You are not figuring in all the people who got radiation who aren’t dying tomorrow, but will in decades. Just like quality of life, there is certainly also a quality of death. I’d rather die instantly in a tsunami than get radiated and die slowly and painfully. These people (and there will be alot) will have it much worse than the 27,000. I agree with Tricynical. You can’t defend an industry that is indefensible because of the huge, irrepairable inherent danger of it all.

Urrr, what?  What the frakkin’ frak?!!

So the 27,000 people who were killed by the earthquake & tsunami have it “easier” than some people exposed to a bit of radiation which, while more than their usual environmental exposure (from both natural & artificial sources), is still within acceptable limits and will – in all likelihood – not be a detriment to their health?

Folks, that’s just plain sick.  And it is a perfect example of ideological zealotry trumping not only reason but basic human decency as well.  But when science, reason, and facts are not on your side – not to mention any semblance of consistent argumentation – then such obscene tactics such as those displayed here are par for the course.

3 Responses to “Anti-Nuclear Stupidity: When Ideology Trumps Science & Reason”

  1. Prasad said

    Japan’s Nuclear problem will take couple of years so Japan has to take some other countries help to come out early from this situation.

    • YH said

      Japan is getting a lot of support from various countries (in the nuclear department) including France and the US. PR isn’t their forte so you won’t hear the fanfare but rest assured that it is happening.
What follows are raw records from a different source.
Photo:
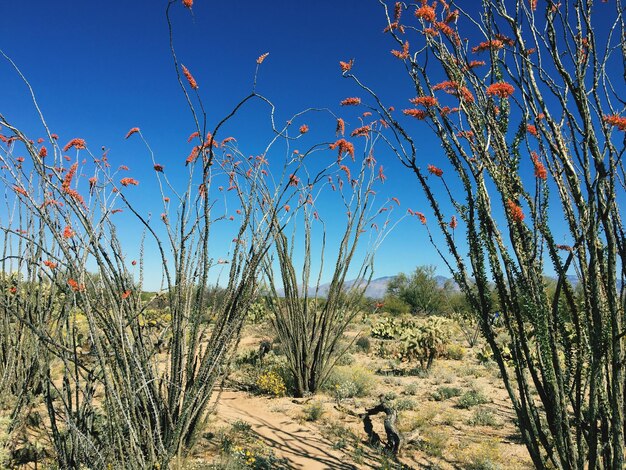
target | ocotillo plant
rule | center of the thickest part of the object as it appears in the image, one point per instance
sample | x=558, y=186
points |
x=310, y=322
x=120, y=392
x=526, y=99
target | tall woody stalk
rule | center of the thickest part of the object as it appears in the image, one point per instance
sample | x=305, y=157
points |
x=531, y=120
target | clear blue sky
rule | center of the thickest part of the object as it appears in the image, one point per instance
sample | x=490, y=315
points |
x=101, y=67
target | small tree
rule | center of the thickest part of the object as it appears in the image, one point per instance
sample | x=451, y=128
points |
x=420, y=290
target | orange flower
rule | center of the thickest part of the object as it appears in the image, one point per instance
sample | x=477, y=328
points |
x=78, y=144
x=351, y=102
x=193, y=155
x=192, y=81
x=426, y=12
x=131, y=132
x=404, y=54
x=19, y=190
x=381, y=175
x=416, y=113
x=500, y=89
x=616, y=121
x=426, y=101
x=397, y=11
x=341, y=127
x=420, y=216
x=493, y=44
x=293, y=180
x=129, y=181
x=344, y=147
x=361, y=131
x=75, y=286
x=515, y=211
x=346, y=66
x=68, y=232
x=540, y=169
x=435, y=171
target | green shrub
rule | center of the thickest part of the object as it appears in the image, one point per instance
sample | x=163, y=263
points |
x=405, y=404
x=483, y=417
x=271, y=383
x=454, y=352
x=472, y=398
x=445, y=393
x=349, y=382
x=313, y=411
x=395, y=306
x=364, y=344
x=411, y=389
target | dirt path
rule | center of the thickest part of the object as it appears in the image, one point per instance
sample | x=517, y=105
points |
x=300, y=445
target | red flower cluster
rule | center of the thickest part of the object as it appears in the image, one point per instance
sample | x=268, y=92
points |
x=500, y=89
x=19, y=190
x=432, y=169
x=129, y=181
x=616, y=121
x=75, y=286
x=416, y=113
x=426, y=101
x=540, y=169
x=397, y=11
x=192, y=81
x=493, y=44
x=361, y=131
x=426, y=12
x=344, y=147
x=515, y=211
x=78, y=144
x=351, y=102
x=293, y=180
x=404, y=53
x=341, y=127
x=68, y=232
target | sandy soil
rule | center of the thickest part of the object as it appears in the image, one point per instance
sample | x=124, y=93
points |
x=302, y=446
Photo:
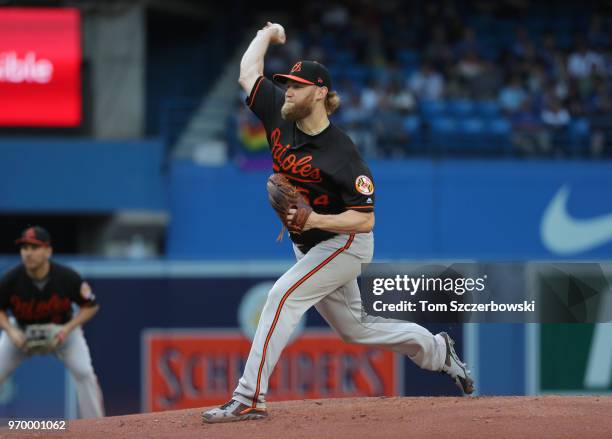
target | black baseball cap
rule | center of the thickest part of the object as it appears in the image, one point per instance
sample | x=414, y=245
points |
x=35, y=235
x=307, y=72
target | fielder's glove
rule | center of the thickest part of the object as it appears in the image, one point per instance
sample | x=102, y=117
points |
x=43, y=339
x=284, y=196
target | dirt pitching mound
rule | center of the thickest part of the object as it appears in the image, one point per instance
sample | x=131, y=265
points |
x=425, y=417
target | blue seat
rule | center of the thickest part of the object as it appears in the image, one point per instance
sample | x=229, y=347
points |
x=433, y=109
x=412, y=124
x=499, y=126
x=578, y=135
x=461, y=107
x=443, y=124
x=472, y=126
x=487, y=109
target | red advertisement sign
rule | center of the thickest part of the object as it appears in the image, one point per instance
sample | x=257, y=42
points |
x=184, y=369
x=40, y=60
Besides external technological support, scientific efforts have also been made internally like this:
      I hope that there is more to come.

  2. Nate said

    People are so readily anti-nuclear because they do not understand it. Most people over the age of 20 have grown up in an age where “nuclear” was almost always associated with “disaster”. Coincidentally, this is an age where the media will go to any length to make a wild story, and is totally willing to take advantage of people who do not fully understand concepts of radiation and nuclear power. Nuclear physics and nuclear engineering are difficult and specialized subjects which leaves a dissappointingly small number of “ambassadors” to convey messages. I have met people who believe a single particle of radiation could kill you, and I always get questions regarding whether or not a nuclear reactor can behave like an atom bomb.